Emic and Etic Perspectives
When looking at any culture, our own or someone else's, it is possible to have two different perspectives. Being an ethnographer requires the ability to move easily from one perspective to the other. These two perspectives are emic and etic. The words are derived from linguistics, but have different meanings as used in cultural anthropology.
To gain the emic perspective on a culture means to view the world as a member of that culture views it. If you were born and brought up in one culture, you have been socialized to the emic perspective of that culture. You have acquired a view of the world which provides explanations for most of what you experience, as well as providing motives for your own and others actions. An outsider to the culture can learn an emic perspective, but it takes both time and the suspension of ethnocentrism. An emic view, for example, will enable you to explain all the nuances of finding a spouse in Pakistan, or how U.S. teenagers find dates. Obtaining an emic view of another culture is a central goal of doing ethnography, and an emic view is necessary before an etic perspective can truly be obtained.
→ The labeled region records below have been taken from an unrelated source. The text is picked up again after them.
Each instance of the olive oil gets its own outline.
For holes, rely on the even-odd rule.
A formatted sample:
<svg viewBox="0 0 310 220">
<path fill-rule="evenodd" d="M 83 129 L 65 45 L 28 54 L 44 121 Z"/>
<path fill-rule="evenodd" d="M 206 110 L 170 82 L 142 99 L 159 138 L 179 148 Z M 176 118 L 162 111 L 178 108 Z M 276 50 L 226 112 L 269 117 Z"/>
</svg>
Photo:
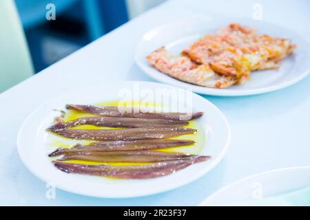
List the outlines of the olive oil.
<svg viewBox="0 0 310 220">
<path fill-rule="evenodd" d="M 158 103 L 149 103 L 144 102 L 141 101 L 130 101 L 127 102 L 126 104 L 130 103 L 132 107 L 162 107 L 162 104 Z M 108 101 L 104 102 L 94 103 L 94 105 L 97 106 L 118 106 L 118 101 Z M 65 116 L 64 116 L 64 122 L 68 122 L 70 120 L 76 120 L 83 117 L 94 117 L 98 116 L 96 115 L 83 113 L 76 110 L 67 110 Z M 178 137 L 173 138 L 174 139 L 183 139 L 183 140 L 191 140 L 195 142 L 195 144 L 186 146 L 176 146 L 173 148 L 168 148 L 165 149 L 161 149 L 158 151 L 165 151 L 165 152 L 183 152 L 191 154 L 198 154 L 203 149 L 205 143 L 205 138 L 204 133 L 204 129 L 203 126 L 199 124 L 198 120 L 189 121 L 189 125 L 185 126 L 191 129 L 194 129 L 197 130 L 197 133 L 194 134 L 180 135 Z M 75 127 L 70 128 L 71 129 L 121 129 L 122 128 L 111 128 L 106 126 L 96 126 L 94 125 L 79 125 Z M 80 143 L 81 144 L 87 144 L 94 141 L 92 140 L 72 140 L 66 138 L 61 137 L 55 134 L 50 134 L 51 138 L 54 139 L 50 141 L 51 146 L 53 148 L 70 148 L 74 144 Z M 56 137 L 55 140 L 55 137 Z M 71 142 L 71 144 L 70 144 Z M 55 159 L 54 159 L 55 160 Z M 87 165 L 100 165 L 100 164 L 109 164 L 111 166 L 131 166 L 131 165 L 143 165 L 147 164 L 148 163 L 102 163 L 102 162 L 87 162 L 87 161 L 78 161 L 78 160 L 70 160 L 65 162 L 68 163 L 75 163 L 79 164 L 87 164 Z"/>
</svg>

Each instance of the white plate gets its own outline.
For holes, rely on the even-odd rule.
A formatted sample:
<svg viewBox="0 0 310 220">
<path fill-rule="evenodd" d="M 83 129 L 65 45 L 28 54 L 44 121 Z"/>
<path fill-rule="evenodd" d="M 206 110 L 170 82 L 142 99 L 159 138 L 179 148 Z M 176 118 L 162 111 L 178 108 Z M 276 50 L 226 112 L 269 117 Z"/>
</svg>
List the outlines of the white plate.
<svg viewBox="0 0 310 220">
<path fill-rule="evenodd" d="M 310 186 L 309 173 L 310 166 L 301 166 L 254 175 L 220 189 L 200 206 L 234 206 L 302 189 Z"/>
<path fill-rule="evenodd" d="M 282 60 L 280 69 L 254 72 L 250 80 L 244 85 L 234 85 L 225 89 L 207 88 L 178 80 L 159 72 L 149 65 L 145 59 L 146 56 L 161 46 L 165 46 L 174 54 L 178 54 L 199 37 L 207 33 L 214 33 L 219 28 L 231 22 L 256 28 L 261 34 L 291 39 L 298 48 L 292 56 Z M 145 73 L 164 83 L 192 89 L 202 94 L 247 96 L 280 89 L 307 76 L 310 72 L 310 44 L 291 30 L 265 21 L 223 17 L 187 18 L 166 23 L 146 33 L 136 47 L 135 59 Z"/>
<path fill-rule="evenodd" d="M 172 99 L 172 95 L 169 94 L 175 92 L 178 97 Z M 53 138 L 56 138 L 56 141 L 61 138 L 45 131 L 45 129 L 52 124 L 54 117 L 59 115 L 53 109 L 65 109 L 68 103 L 92 104 L 122 100 L 125 98 L 124 95 L 125 99 L 161 103 L 157 98 L 154 100 L 154 96 L 160 94 L 163 94 L 163 100 L 170 100 L 164 102 L 165 106 L 169 108 L 176 105 L 192 106 L 192 110 L 205 113 L 197 121 L 200 128 L 198 133 L 205 134 L 202 139 L 203 142 L 200 143 L 203 144 L 203 148 L 199 154 L 211 155 L 211 160 L 194 164 L 170 175 L 144 180 L 112 179 L 68 174 L 57 170 L 50 162 L 48 154 L 52 150 L 51 138 L 52 141 Z M 163 84 L 124 82 L 118 85 L 81 88 L 47 101 L 34 111 L 24 122 L 19 131 L 17 145 L 19 155 L 28 169 L 42 180 L 55 184 L 56 188 L 85 195 L 121 198 L 167 191 L 199 178 L 220 162 L 227 150 L 229 140 L 230 131 L 225 117 L 207 100 L 190 91 Z"/>
</svg>

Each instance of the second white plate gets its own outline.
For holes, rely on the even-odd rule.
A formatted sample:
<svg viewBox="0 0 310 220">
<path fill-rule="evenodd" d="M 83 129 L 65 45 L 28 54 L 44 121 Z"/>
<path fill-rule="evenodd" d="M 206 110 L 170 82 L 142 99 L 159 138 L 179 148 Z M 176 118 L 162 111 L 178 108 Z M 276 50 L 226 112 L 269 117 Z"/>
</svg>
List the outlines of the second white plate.
<svg viewBox="0 0 310 220">
<path fill-rule="evenodd" d="M 172 97 L 172 94 L 177 97 Z M 197 143 L 202 144 L 198 153 L 211 155 L 211 160 L 194 164 L 167 176 L 140 180 L 68 174 L 57 170 L 51 163 L 48 155 L 55 146 L 50 144 L 56 143 L 59 146 L 65 141 L 64 138 L 59 140 L 61 138 L 55 135 L 50 137 L 51 134 L 45 131 L 52 124 L 55 116 L 59 114 L 53 109 L 65 109 L 68 103 L 86 104 L 123 99 L 156 101 L 161 104 L 161 102 L 157 102 L 157 98 L 169 101 L 172 104 L 169 107 L 187 105 L 192 108 L 192 111 L 205 113 L 197 120 L 200 128 L 198 132 L 203 137 Z M 106 84 L 81 88 L 47 101 L 33 111 L 21 128 L 17 146 L 20 157 L 28 169 L 39 178 L 53 184 L 56 188 L 94 197 L 120 198 L 164 192 L 199 178 L 220 162 L 227 152 L 229 140 L 230 131 L 225 117 L 203 97 L 160 83 L 125 82 L 117 85 Z"/>
<path fill-rule="evenodd" d="M 207 88 L 178 80 L 159 72 L 145 59 L 152 51 L 162 46 L 165 46 L 172 54 L 178 54 L 199 37 L 207 33 L 214 33 L 218 28 L 232 22 L 256 28 L 260 34 L 289 38 L 298 47 L 292 56 L 282 61 L 279 69 L 254 72 L 250 80 L 244 85 L 234 85 L 225 89 Z M 310 72 L 310 44 L 293 32 L 265 21 L 223 17 L 187 18 L 167 23 L 147 32 L 136 47 L 135 59 L 145 74 L 164 83 L 202 94 L 248 96 L 280 89 L 307 76 Z"/>
</svg>

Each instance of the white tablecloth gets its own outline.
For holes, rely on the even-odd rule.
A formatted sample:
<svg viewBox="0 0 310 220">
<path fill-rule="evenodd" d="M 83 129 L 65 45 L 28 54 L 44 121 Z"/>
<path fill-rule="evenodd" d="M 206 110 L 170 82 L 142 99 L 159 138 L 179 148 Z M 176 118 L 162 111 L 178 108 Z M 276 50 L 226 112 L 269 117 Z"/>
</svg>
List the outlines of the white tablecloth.
<svg viewBox="0 0 310 220">
<path fill-rule="evenodd" d="M 259 2 L 264 20 L 309 38 L 310 1 Z M 136 44 L 149 29 L 191 14 L 251 18 L 252 7 L 257 3 L 251 0 L 169 1 L 1 94 L 0 204 L 195 206 L 215 190 L 249 175 L 309 165 L 310 77 L 267 94 L 240 98 L 205 96 L 229 120 L 232 131 L 230 150 L 223 161 L 203 177 L 165 193 L 107 199 L 56 190 L 56 198 L 49 199 L 45 196 L 45 183 L 29 172 L 18 157 L 15 143 L 20 126 L 35 107 L 55 94 L 94 82 L 152 81 L 134 61 Z"/>
</svg>

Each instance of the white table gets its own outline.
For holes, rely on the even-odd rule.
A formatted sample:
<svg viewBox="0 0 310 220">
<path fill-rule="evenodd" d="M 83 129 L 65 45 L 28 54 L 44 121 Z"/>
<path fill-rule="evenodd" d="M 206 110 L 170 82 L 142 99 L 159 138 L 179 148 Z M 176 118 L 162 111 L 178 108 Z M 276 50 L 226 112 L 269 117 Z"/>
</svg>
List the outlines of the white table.
<svg viewBox="0 0 310 220">
<path fill-rule="evenodd" d="M 224 112 L 230 122 L 230 150 L 223 161 L 205 177 L 167 192 L 106 199 L 56 190 L 56 199 L 48 199 L 45 183 L 32 175 L 18 157 L 15 142 L 19 129 L 39 104 L 58 93 L 94 82 L 152 80 L 138 68 L 133 58 L 135 45 L 143 33 L 188 14 L 212 16 L 210 12 L 215 11 L 218 14 L 251 17 L 252 6 L 257 1 L 170 1 L 1 94 L 0 204 L 195 206 L 215 190 L 249 175 L 309 165 L 310 77 L 267 94 L 240 98 L 205 96 Z M 263 19 L 309 38 L 309 1 L 260 1 Z"/>
</svg>

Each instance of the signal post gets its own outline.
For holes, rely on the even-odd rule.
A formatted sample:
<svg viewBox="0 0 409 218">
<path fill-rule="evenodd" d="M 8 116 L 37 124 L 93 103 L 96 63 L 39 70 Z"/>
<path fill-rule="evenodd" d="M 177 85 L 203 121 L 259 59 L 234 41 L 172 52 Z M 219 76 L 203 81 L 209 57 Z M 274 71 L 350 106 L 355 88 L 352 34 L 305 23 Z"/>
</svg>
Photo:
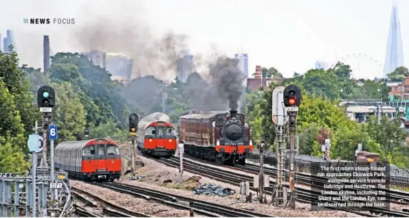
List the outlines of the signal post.
<svg viewBox="0 0 409 218">
<path fill-rule="evenodd" d="M 135 147 L 135 140 L 136 139 L 136 127 L 137 126 L 138 118 L 135 113 L 131 113 L 129 114 L 129 134 L 131 134 L 131 138 L 132 141 L 132 146 L 131 155 L 132 156 L 132 173 L 135 176 L 136 173 L 136 149 Z"/>
<path fill-rule="evenodd" d="M 37 91 L 37 106 L 41 112 L 43 121 L 43 157 L 41 166 L 47 167 L 47 135 L 48 125 L 52 117 L 52 109 L 56 105 L 56 96 L 54 89 L 48 86 L 41 86 Z"/>
<path fill-rule="evenodd" d="M 289 130 L 290 132 L 290 169 L 289 188 L 291 193 L 289 206 L 296 208 L 296 192 L 295 189 L 295 165 L 296 165 L 296 133 L 297 130 L 297 114 L 298 106 L 301 104 L 301 91 L 294 85 L 289 85 L 284 89 L 284 105 L 289 116 Z"/>
<path fill-rule="evenodd" d="M 287 202 L 286 189 L 284 184 L 284 150 L 285 114 L 283 93 L 285 87 L 278 86 L 274 88 L 272 96 L 272 119 L 276 125 L 276 136 L 277 137 L 277 191 L 275 201 L 277 206 L 285 206 Z"/>
</svg>

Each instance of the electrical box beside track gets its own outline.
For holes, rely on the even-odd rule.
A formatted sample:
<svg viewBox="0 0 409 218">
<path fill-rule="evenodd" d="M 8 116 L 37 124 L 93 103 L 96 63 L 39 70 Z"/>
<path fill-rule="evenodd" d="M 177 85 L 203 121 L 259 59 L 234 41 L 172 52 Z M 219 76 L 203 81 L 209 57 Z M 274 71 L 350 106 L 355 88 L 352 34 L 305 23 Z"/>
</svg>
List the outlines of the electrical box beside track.
<svg viewBox="0 0 409 218">
<path fill-rule="evenodd" d="M 253 188 L 258 189 L 258 178 L 260 178 L 260 174 L 257 175 L 254 175 L 253 178 Z M 270 175 L 264 175 L 264 187 L 268 188 L 270 186 Z"/>
</svg>

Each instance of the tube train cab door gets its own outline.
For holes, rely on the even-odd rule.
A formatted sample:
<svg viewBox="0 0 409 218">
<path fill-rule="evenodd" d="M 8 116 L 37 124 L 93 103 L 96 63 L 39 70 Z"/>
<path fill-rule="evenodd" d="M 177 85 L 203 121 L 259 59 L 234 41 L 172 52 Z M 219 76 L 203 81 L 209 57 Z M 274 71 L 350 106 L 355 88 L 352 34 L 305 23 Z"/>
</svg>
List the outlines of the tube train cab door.
<svg viewBox="0 0 409 218">
<path fill-rule="evenodd" d="M 176 130 L 166 123 L 159 123 L 157 126 L 158 149 L 176 149 Z"/>
<path fill-rule="evenodd" d="M 98 171 L 107 171 L 107 154 L 104 144 L 96 145 L 97 147 L 96 168 Z"/>
</svg>

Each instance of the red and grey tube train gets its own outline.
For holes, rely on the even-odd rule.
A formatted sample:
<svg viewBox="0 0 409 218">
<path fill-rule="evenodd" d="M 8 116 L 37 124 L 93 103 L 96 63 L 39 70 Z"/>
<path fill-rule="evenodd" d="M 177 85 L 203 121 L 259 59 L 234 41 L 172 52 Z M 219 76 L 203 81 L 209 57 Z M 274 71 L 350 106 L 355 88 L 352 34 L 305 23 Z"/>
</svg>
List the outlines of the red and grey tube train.
<svg viewBox="0 0 409 218">
<path fill-rule="evenodd" d="M 169 116 L 156 112 L 137 123 L 137 148 L 144 155 L 169 158 L 177 147 L 176 129 Z"/>
<path fill-rule="evenodd" d="M 186 154 L 219 164 L 245 165 L 253 152 L 250 128 L 236 110 L 191 111 L 181 116 L 179 132 Z"/>
<path fill-rule="evenodd" d="M 119 180 L 121 175 L 120 148 L 107 138 L 62 142 L 54 149 L 54 166 L 80 180 Z"/>
</svg>

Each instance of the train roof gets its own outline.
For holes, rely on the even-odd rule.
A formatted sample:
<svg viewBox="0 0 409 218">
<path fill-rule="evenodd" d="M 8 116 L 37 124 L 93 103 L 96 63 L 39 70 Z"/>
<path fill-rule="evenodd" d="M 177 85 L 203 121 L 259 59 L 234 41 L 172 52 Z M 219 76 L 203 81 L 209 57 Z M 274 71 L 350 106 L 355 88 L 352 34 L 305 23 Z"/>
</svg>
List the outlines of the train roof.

To gain an etic perspective on a culture, your own or someone else's, requires even more work. Not only do you need to understand the emic perspective of the culture in question, you must also be able to emotionally detach yourself from that culture, in order to arrive at objective, testable hypothesis to explain observed behavior and beliefs. It is an "outsiders" view in the sense that it requires one to become a detached, objective, scientific observer of that culture. Most people from outside a culture will not have an etic perspective about it; they will have an ethnocentric perspective, interpreting behavior and beliefs in light of their own culture. Most people from inside a culture will not have an etic perspective about it; they will have an ethnocentric perspective, interpreting behavior and beliefs in light of their own culture.
An etic description must be able to generate scientific theories about the "causes of sociocultural differences and similarities." While emic description uses language and concepts that are appropriate from the native point of view, etic description uses language and concepts drawn from social science. As a result, an etic viewpoint is often unfamiliar to the native, whether we are talking about a native U.S. citizen or a native Yanomamo.
"Unattended" Cow Presents Street Hazard in India
Anthropologist Marvin Harris, who coined the terms emic and etic, did considerable fieldwork in India, where Hinduism is the dominant religion. The Hindu religion prohibits the slaughter of cattle or the consumption of beef. India's sacred cattle have been used as the basis for the English expression "sacred cow", which can be used for any group clinging to something which is viewed objectively as irrational. It is an ethnocentric view of practices in India, which assumes that killing and eating cattle would help feed people, prevent traffic hazards, and improve India's economic development. (Click here for more on this subject; topics are on the right; click on "video" for a very brief video on the sacredness of cattle in India.)
Emically, most Hindus do not kill cattle because they believe it is morally wrong, because they find the act of killing a cow emotionally and spiritually repulsive and defiling, and because they would literally be sickened from eating beef. McDonald's Restaurants in India serve muttonburgers instead of hamburgers, and one was recently attacked for using some beef fat in the oil for french fries.
An etic explanation of the origin of the taboo on slaughtering cattle emphasizes their traditional importance in agriculture. Cattle were and are used in rural India to pull the plow, to pull carts, to provide fertilizer and fuel, and for milk. Because of their ecological and economic importance, Harris argues, preserving the lives of cattle was adaptive in Indian culture. Since in times of serious food shortages, farmers might be tempted to slaughter their cattle for food, a religious taboo developed to prohibit it. A farmer who killed his cattle during a food shortage would surely die, as he would be unable to plant and harvest his next crop.
Even today, an etic argument can be made for the practices in India. Of India's over one billion people, close to 75% live in rural areas. Most farmers have only about an acre of land, and mechanization would be impossible. Chemical fertilizers are also too expensive for most farmers. Fuel remains a problem in India, and many rural people still cook using cow dung for the fire. (Wandering cows are usually followed by a child who collects the dung and takes it home.) Milk and milk products remain an important part of the diet. An argument can be made that cattle are still vital to India's economic well-being, and the religious taboo is in fact an adaptive practice. In fact, some believe that America's reliance on technology is our "sacred cow", and that we would be better off with some of India's agricultural practices. (For more on Indian farming and its dependence on cattle, read the brief article Sacred Cow.)
Cow pies (dung) drying on a brick wall in India.
Etically, then, the taboo on killing and eating cattle is adaptive. Clearly, an etic explanation is not an ethnocentric explanation.